The clip-on tie is an important aspect of modern culture. Unless you are a police officer or a Frankenstein-like character working on bodies that may try to strangle you, please never wear one of these in public. First, it'll be extremely obvious that you're wearing a clip on, you'll look quite tacky and it's a shame if the rest of your outfit is otherwise acceptable. Second, it's just bad taste; clip-on ties are never as good quality as actual ties, they will never be as thick as a Ted Baker tie and they will never be as attractive as a Paul Smith one (more on this later.)
The four-in-hand tie is simply a fancy name for the tie everyone knows and loves today. I think most agree the name comes from how carriage drivers tied up their horses in 18th-century England. At any rate, this is the name of a normal tie, and if you have trouble remembering this, just think about four hands trying to tie an extremely complicated Windsor knot.

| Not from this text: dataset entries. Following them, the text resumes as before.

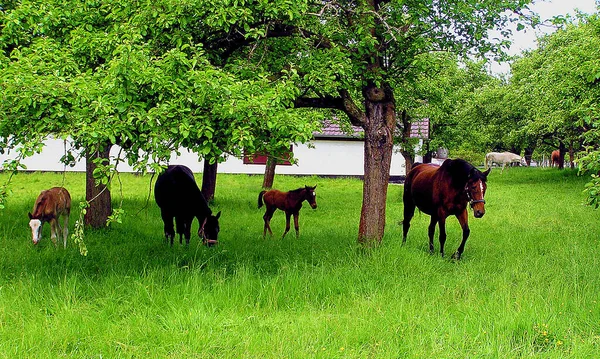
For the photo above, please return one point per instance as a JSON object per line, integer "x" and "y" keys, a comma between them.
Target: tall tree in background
{"x": 351, "y": 55}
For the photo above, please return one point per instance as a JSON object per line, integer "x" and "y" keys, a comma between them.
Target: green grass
{"x": 528, "y": 284}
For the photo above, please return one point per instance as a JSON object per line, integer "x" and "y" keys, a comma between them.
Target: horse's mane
{"x": 459, "y": 170}
{"x": 39, "y": 207}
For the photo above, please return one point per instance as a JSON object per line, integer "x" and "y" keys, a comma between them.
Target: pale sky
{"x": 524, "y": 40}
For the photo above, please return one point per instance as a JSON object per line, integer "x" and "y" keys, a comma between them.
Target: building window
{"x": 261, "y": 159}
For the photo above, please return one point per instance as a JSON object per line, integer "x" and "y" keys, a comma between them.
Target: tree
{"x": 356, "y": 53}
{"x": 102, "y": 74}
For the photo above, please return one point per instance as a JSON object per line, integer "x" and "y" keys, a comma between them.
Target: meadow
{"x": 528, "y": 284}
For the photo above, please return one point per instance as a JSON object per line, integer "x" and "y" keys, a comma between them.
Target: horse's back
{"x": 275, "y": 198}
{"x": 54, "y": 201}
{"x": 176, "y": 190}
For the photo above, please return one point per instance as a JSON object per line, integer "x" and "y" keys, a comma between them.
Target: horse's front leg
{"x": 267, "y": 218}
{"x": 296, "y": 226}
{"x": 168, "y": 228}
{"x": 287, "y": 223}
{"x": 442, "y": 222}
{"x": 65, "y": 229}
{"x": 431, "y": 233}
{"x": 463, "y": 219}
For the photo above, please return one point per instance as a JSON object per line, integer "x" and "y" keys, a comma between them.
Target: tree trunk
{"x": 572, "y": 156}
{"x": 527, "y": 154}
{"x": 98, "y": 195}
{"x": 409, "y": 159}
{"x": 561, "y": 160}
{"x": 405, "y": 148}
{"x": 379, "y": 125}
{"x": 269, "y": 172}
{"x": 209, "y": 180}
{"x": 428, "y": 156}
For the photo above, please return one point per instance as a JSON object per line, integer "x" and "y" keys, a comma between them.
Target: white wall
{"x": 324, "y": 157}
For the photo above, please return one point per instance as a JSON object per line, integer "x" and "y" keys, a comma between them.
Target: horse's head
{"x": 36, "y": 228}
{"x": 209, "y": 230}
{"x": 475, "y": 189}
{"x": 311, "y": 196}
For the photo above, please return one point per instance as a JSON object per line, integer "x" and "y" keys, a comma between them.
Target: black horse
{"x": 179, "y": 197}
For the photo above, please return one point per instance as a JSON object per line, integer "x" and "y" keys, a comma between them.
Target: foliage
{"x": 529, "y": 274}
{"x": 221, "y": 76}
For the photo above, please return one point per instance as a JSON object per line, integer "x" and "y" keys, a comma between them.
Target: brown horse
{"x": 289, "y": 202}
{"x": 49, "y": 207}
{"x": 441, "y": 191}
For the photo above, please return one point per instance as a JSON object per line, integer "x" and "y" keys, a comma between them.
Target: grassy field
{"x": 528, "y": 284}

The club tie is any tie that signifies membership. For example, I have a tie from my prep school that I once tried wearing in my belt loop, interpreting my outfit as following uniform policy because I was technically wearing a tie (apparently, I was the only one who thought so.) Anyway, club ties today usually include little symbols in a symmetrical pattern all over the tie, but traditionally they were made of alternating stripes.
Caring for your tie is important. Many people don't know what to do with ties, so they stick them in a drawer or worse, just leave them lying about. Ideally, everyone would have a tie rack (preferably one that rotates, like those sold at The Sharper Image.)

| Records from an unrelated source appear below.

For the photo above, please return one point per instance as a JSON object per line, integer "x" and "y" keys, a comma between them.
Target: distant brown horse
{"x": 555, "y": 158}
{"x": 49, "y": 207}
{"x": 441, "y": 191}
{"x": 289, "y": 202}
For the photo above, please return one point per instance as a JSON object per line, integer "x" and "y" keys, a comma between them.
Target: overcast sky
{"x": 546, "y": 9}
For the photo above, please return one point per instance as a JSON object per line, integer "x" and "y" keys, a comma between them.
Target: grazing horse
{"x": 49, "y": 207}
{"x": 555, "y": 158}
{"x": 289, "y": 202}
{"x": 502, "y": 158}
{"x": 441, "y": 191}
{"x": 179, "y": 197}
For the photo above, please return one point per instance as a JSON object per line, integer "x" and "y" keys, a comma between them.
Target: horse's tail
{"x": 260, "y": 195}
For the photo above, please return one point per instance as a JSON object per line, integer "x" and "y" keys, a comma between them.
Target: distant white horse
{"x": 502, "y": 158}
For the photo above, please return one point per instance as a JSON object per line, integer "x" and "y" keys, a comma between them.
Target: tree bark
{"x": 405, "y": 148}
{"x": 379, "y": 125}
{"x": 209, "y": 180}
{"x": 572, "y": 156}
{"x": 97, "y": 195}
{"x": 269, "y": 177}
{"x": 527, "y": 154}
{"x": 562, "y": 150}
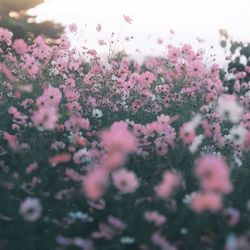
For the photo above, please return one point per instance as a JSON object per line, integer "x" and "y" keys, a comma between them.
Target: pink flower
{"x": 187, "y": 132}
{"x": 102, "y": 42}
{"x": 155, "y": 217}
{"x": 20, "y": 46}
{"x": 5, "y": 36}
{"x": 45, "y": 117}
{"x": 147, "y": 78}
{"x": 213, "y": 173}
{"x": 127, "y": 19}
{"x": 170, "y": 182}
{"x": 94, "y": 183}
{"x": 73, "y": 27}
{"x": 125, "y": 181}
{"x": 98, "y": 27}
{"x": 60, "y": 158}
{"x": 195, "y": 69}
{"x": 118, "y": 138}
{"x": 53, "y": 96}
{"x": 30, "y": 209}
{"x": 208, "y": 201}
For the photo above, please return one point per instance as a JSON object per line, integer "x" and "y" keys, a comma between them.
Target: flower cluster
{"x": 115, "y": 154}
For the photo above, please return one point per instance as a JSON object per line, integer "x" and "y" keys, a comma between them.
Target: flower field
{"x": 115, "y": 154}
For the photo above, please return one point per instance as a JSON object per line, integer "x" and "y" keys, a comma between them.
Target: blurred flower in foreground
{"x": 30, "y": 209}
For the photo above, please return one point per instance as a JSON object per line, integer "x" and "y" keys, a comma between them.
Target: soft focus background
{"x": 193, "y": 21}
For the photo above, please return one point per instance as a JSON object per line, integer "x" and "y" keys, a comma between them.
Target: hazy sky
{"x": 152, "y": 19}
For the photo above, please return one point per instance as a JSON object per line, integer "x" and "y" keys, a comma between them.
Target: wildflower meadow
{"x": 113, "y": 154}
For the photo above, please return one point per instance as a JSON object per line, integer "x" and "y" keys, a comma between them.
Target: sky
{"x": 193, "y": 21}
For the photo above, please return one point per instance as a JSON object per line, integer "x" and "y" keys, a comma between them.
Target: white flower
{"x": 97, "y": 113}
{"x": 30, "y": 209}
{"x": 229, "y": 109}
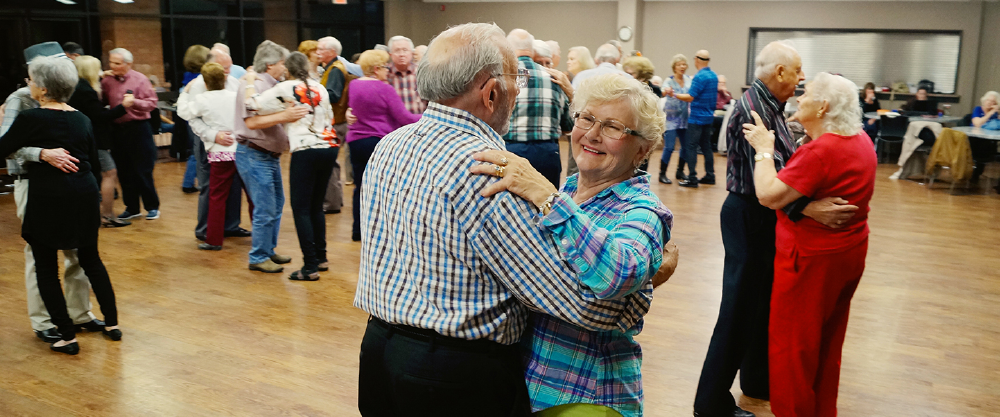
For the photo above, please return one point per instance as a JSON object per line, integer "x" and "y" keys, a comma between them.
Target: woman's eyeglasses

If that's not possible, here's a suggestion: Everyone living on campus has a dresser, so simply line up your ties on top of some tissue paper on the bottom of it. Do not place anything on top of them-that would be like squishing a baby!
One final point: There are some designers whose ties I just can't get enough of. They are Donna Karan, Ted Baker, Paul Smith and Salvatore Ferragamo. Donna Karan is the cheapest of all of these, and her designs are always sharp, bold, tasteful and versatile. They make a statement without being over the top, and they are often dichromatic, which is good for the classic dresser. Ted Baker makes the thickest ties I've ever seen, which means they are extremely durable and long lasting. These are more colorful than Karan's, and are more appropriate for dressier events. Paul Smith's ties are good, and when paired with his dress shirts they are fantastically smart and rich. This fashion phenomenon is difficult to describe in words, so you must see it to believe it. Last is Salvatore Ferragamo, who blends childhood memories and sophistication into one with animal-print and sailboat ties. These are like club ties, in that they are one or two images repeated on the tie (Vineyard Vines is also famous for this style.)